I know I've said it before, I'm deaf as hell. Click to the next article. My ears are bleeding, my hands shake, my chest hurts, I cry at night. I'm so unimpressed by everything. The movies suck, music sucks, telemarketing has to be the worst job ever conceived. What else? I've given up on pop and headed towards the sweet beaches and sandy shores of Jazz. Miles Davis and "Kind of Blue" - I even went to Rufus King Park in Queens, threw down a blanket, and took in the wonderous sounds of the JVC Jazz Festival. Recent pop is as stimulating as computerized telemarketing. Folks, let's go back in time to one of the most incredible albums ever produced, Talkingheads "Remain in Light". Ladies and Gents, this masterpiece was created in 1980. It was a a call in the dark by two of music's most underrated prophets. No one listened to Nostradomus and 90% of his visions have come true!

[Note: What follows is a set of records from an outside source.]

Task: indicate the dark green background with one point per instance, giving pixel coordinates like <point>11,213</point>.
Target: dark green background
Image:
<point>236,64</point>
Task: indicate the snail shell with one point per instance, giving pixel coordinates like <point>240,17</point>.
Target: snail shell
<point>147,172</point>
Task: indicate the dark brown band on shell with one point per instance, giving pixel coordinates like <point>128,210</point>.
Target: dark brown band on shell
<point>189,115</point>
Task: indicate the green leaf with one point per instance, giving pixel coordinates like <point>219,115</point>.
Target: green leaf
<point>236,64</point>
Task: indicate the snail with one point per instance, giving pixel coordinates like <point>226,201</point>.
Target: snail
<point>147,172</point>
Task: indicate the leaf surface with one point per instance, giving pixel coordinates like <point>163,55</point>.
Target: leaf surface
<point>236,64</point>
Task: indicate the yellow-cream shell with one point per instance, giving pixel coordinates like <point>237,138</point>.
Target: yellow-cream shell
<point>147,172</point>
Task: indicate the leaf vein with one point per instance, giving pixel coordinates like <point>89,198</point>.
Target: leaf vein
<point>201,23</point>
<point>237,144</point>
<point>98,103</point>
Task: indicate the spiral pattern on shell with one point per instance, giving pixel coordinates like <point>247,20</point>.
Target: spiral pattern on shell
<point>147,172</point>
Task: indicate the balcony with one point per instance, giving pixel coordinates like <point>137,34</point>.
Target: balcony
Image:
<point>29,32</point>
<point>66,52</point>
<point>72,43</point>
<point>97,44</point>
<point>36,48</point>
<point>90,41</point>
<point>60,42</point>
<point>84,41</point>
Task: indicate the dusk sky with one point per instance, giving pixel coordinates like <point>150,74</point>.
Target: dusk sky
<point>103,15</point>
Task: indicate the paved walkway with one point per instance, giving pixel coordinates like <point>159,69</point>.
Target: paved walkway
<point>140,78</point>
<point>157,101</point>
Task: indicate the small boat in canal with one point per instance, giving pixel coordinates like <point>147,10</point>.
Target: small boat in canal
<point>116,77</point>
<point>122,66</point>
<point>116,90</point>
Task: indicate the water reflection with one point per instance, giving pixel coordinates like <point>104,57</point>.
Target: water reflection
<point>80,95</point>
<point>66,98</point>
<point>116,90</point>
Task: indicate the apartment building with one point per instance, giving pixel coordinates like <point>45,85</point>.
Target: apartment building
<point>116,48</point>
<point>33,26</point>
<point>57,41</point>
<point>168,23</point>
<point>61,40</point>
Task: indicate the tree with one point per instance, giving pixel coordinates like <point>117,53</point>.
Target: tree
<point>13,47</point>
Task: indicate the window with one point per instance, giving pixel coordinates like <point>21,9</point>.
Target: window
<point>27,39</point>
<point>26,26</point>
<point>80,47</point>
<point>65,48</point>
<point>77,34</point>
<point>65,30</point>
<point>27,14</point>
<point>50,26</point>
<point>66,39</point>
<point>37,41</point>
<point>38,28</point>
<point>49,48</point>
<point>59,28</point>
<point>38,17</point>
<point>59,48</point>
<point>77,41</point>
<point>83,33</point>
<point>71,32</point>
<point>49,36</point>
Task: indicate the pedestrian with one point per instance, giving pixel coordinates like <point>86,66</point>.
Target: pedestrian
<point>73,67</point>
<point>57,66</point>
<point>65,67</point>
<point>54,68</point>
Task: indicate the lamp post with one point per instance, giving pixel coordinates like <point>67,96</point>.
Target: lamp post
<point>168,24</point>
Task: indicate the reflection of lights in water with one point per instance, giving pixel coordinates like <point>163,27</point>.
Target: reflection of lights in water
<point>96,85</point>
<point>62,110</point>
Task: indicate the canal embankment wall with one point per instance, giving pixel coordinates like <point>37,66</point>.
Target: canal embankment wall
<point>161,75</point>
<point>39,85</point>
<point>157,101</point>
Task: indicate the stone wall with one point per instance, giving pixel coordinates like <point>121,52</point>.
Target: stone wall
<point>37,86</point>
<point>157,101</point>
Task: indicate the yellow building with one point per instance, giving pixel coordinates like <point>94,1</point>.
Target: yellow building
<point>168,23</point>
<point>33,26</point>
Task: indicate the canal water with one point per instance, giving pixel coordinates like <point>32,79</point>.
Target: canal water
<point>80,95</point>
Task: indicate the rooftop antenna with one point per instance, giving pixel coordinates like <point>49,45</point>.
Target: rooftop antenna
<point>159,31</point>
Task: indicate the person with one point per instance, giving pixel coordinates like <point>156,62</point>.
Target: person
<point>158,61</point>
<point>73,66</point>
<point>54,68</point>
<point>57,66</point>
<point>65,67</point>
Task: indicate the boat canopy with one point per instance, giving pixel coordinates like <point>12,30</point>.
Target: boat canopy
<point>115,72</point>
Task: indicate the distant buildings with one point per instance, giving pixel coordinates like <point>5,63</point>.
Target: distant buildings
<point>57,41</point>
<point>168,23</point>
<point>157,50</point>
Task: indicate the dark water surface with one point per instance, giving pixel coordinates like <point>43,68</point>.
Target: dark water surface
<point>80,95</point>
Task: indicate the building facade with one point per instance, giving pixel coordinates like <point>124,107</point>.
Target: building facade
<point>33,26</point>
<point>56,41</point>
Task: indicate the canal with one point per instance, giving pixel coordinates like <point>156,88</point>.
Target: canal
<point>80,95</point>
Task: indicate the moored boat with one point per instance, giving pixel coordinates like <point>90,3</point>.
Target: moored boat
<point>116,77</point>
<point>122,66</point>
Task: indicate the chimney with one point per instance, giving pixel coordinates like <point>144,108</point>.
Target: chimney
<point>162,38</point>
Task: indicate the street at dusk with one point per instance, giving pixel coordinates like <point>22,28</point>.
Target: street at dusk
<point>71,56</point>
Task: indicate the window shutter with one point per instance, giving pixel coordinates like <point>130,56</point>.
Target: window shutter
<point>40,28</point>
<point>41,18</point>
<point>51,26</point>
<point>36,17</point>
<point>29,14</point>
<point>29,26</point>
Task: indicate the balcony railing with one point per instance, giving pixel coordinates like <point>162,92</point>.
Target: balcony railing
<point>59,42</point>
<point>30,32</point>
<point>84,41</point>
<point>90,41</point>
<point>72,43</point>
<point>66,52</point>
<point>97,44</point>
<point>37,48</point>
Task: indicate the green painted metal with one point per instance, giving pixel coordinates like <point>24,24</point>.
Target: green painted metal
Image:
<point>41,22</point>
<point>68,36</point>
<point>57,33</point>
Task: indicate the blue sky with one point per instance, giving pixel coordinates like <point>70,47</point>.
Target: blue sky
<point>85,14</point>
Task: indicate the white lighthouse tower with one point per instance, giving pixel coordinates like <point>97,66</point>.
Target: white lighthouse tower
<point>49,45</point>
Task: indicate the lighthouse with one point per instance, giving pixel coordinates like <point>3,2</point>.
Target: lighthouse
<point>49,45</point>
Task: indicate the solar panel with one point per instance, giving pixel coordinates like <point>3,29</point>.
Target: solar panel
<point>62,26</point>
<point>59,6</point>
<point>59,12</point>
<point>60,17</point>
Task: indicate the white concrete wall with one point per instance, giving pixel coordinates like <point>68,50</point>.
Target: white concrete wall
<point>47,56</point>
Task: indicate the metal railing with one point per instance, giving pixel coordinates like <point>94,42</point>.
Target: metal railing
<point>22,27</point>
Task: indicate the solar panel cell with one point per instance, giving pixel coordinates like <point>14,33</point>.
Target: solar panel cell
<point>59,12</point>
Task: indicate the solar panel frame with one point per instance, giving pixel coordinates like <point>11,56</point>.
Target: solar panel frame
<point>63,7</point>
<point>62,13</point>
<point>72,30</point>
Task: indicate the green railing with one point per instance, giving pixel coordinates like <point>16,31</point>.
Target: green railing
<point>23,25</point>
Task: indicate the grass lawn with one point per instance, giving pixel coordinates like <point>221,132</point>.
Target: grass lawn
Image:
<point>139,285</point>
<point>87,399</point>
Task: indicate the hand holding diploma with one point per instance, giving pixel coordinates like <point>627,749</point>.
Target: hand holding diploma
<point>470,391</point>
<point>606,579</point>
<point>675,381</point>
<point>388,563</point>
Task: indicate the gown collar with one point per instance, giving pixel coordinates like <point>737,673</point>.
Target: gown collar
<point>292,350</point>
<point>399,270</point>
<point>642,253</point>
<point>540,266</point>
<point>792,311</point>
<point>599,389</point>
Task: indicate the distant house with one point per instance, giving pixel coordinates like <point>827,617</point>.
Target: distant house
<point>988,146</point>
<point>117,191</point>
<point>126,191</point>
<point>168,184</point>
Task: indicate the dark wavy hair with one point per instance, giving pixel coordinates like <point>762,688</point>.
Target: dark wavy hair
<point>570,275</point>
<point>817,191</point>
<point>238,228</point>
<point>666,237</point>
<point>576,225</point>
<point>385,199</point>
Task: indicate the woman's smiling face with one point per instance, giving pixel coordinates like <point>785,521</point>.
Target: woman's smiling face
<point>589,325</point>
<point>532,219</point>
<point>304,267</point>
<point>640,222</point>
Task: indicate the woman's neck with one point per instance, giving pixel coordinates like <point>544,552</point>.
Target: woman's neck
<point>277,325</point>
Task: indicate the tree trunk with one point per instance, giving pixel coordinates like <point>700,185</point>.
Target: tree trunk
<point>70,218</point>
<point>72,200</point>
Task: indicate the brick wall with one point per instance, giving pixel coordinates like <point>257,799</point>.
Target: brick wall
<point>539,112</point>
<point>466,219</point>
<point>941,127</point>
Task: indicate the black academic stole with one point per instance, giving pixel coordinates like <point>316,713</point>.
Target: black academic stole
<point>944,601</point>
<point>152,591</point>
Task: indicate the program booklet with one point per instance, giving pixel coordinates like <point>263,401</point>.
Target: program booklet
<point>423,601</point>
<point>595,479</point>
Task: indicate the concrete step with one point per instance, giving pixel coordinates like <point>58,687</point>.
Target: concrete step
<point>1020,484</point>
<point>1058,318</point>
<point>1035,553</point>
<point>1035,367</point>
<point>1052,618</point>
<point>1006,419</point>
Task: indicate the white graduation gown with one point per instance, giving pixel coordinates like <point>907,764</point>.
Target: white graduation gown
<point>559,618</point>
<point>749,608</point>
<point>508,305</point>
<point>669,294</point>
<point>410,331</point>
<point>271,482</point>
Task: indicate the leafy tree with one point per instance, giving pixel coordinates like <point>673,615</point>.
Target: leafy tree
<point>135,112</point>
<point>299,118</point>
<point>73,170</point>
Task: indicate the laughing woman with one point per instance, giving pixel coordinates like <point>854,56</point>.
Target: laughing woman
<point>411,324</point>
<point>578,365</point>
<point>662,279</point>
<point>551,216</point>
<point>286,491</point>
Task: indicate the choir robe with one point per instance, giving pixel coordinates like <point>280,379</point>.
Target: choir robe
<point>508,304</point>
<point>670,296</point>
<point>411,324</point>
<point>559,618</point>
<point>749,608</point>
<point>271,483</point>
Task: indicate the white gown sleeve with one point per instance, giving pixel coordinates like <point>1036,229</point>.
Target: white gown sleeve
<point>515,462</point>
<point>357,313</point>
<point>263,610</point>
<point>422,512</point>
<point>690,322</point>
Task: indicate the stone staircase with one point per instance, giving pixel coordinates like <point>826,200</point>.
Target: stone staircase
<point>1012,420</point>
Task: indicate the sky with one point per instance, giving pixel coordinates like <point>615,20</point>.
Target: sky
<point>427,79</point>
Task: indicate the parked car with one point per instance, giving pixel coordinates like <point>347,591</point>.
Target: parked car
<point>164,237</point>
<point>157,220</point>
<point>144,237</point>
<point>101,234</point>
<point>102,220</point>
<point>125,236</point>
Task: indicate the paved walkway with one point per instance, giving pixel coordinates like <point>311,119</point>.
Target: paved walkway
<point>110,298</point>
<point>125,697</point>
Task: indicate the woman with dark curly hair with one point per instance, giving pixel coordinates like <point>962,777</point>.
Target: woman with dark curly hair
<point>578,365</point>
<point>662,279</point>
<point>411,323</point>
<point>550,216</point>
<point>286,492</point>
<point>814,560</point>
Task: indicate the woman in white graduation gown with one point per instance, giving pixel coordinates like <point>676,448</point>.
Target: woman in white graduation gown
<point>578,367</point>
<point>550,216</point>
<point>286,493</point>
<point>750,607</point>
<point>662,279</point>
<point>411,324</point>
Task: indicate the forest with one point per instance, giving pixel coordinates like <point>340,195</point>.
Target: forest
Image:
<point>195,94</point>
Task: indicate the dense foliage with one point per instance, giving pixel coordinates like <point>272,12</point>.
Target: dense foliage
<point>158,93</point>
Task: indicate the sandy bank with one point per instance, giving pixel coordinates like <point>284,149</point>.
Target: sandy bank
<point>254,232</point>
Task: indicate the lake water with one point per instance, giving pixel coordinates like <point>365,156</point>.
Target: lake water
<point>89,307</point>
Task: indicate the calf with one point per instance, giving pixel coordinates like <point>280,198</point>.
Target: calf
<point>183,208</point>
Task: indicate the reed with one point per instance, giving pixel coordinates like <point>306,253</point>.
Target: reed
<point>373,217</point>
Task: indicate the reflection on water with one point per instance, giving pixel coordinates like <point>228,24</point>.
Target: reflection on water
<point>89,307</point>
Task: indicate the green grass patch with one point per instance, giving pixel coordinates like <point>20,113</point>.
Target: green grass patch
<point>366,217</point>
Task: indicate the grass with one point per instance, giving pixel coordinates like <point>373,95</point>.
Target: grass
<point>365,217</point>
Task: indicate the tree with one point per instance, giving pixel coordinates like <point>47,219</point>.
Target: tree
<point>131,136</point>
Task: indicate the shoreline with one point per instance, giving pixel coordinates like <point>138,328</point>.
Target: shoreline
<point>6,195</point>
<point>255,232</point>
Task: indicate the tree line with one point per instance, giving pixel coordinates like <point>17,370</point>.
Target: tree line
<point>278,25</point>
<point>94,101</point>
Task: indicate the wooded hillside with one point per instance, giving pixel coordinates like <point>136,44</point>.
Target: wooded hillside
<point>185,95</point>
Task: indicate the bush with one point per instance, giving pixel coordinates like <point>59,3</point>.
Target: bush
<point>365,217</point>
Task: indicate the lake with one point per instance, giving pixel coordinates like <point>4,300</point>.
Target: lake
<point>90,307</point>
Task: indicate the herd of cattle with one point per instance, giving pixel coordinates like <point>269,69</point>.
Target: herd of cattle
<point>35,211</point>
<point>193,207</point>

Allah, Buddha, Isis, Osiris, Zeus, Jesus, Jehovah got together at a Sunday smoke fest, put down their royal straight flushes, whispered the word "Music", and with ringed pinkies and from underneath rings of Cuban clouds, touched ever-so-gently the right sides of Mr. David Byrne and Mr. Brian Eno. There will never again be an album so revolutionary. "Born Under Punches (The Heat Goes On)" can never be reproduced. For it's time, it transcended any other thought on musical evolution. The arrangement is nothing short of genius. This is an album that today's pop freaks can spin while they fiddle with sour chords and wonder why their music lives suck so much because they will never be as good as God on tape. The Heads are legendary and their music must be a staple in the diets of every up and coming pop hipster who walks the streets looking for an insane booking agent or an unused Metro card for a free trip back to their suburban mommy-daddy lives in Oakwood Heights, Staten Island. Hell, I'm not deaf. Why the hell do I think that way all the time. It's not me man, everyone else has panicked tympanics. My round window has been open for years, it's everyone else who has their shades down. So, to the Crosseyed and Painless, this album comes Once in a Lifetime, so turn off Z-100, beat up little Jimmy for turning it on in the first place, and take a skiddaddle over to Mom and Pop's Discount Vinyl and New or Used CD Palace on the highway, place down a few bucks from Sally's piggy, and purchase what pop should have been for the last 2 decades. Third Eye Who? The Squirrel Huh? The Wallwhats? Pop? Sound? Music? Grammy? 1998? Who?

Songs include:
Born Under Punches (The Heat Goes On), Crosseyed and Painless, THe Great Curve, Once in a Lifetime, Houses in Motion, Seen and Not Seen, Listening Wind, The Overload.